Out of the blue one day during the fall of Blythe’s junior season, Ritchie received a fax. It was a scholarship offer from Stanford and an invitation to check out the campus in California the following spring, along with dozens of other prospects from around the country.

Blythe went accompanied by three guests: His mother, Ritchie and Ritchie’s daughter, Sadie. The Williamsburg coach remembers the vast campus, the upbeat coaching staff and the polite young player host who answered their questions over dinner when Blythe was off with the other recruits.

“He was a great guy, nice guy, but I had no idea who he was,” Ritchie said. “I remember going out to practice the next day and my daughter, Sadie, was out on the field running around. Coach Harbaugh had her throwing passes and I remember her running up to me and saying, ‘Dad, that guy we ate with last night, I think he’s pretty good.’ ”

His name: Andrew Luck.

Blythe also spent some time hanging out with the eventual No. 1 pick of the Indianapolis Colts, along with David DeCastro, now a starting guard for the Pittsburgh Steelers.

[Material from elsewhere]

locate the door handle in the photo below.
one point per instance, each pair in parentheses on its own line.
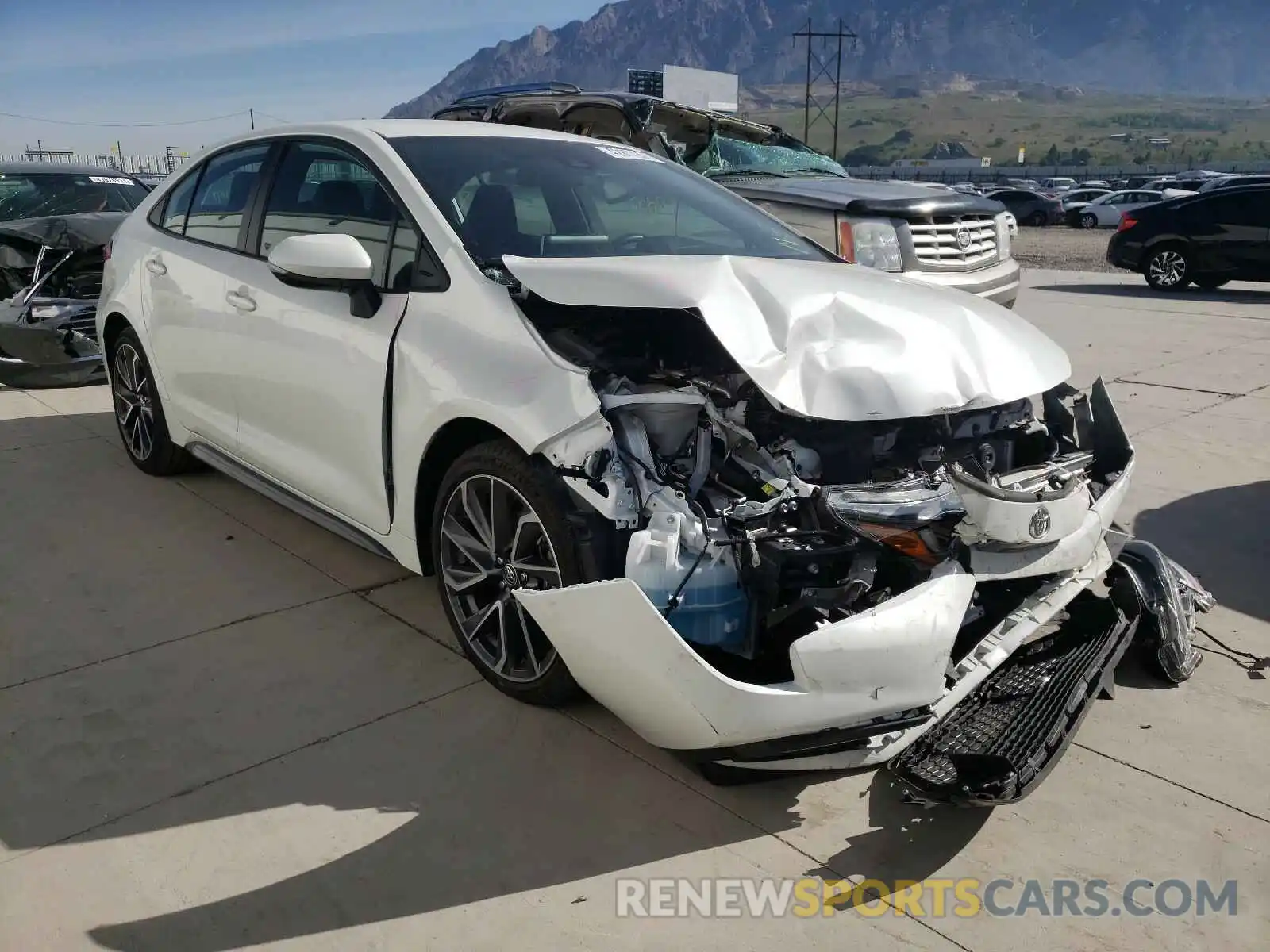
(241,300)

“Hanging out with those guys and learning what they were all about at Stanford was kind of like us, kind of like Iowa after being here for five years,” Blythe said. “Similar program. Similar mentalities. It’s going to be a really good football game, another physical fight and that’s what we love.”

Harbaugh, of course, never got that commitment from Blythe, who gave his pledge to the Hawkeyes during the spring of his junior year.

“He always told me it was going to come down to people and that’s something we always tried to keep at the forefront of the whole thing,” Ritchie said. “You need to find people you trust and believe in and want to be around, people who are going to push you to continue to improve in all areas. He would always tell me he liked coach (Kirk) Ferentz, he liked (assistant) coach (Reese) Morgan and liked the coaches at Iowa. He was very comfortable there.”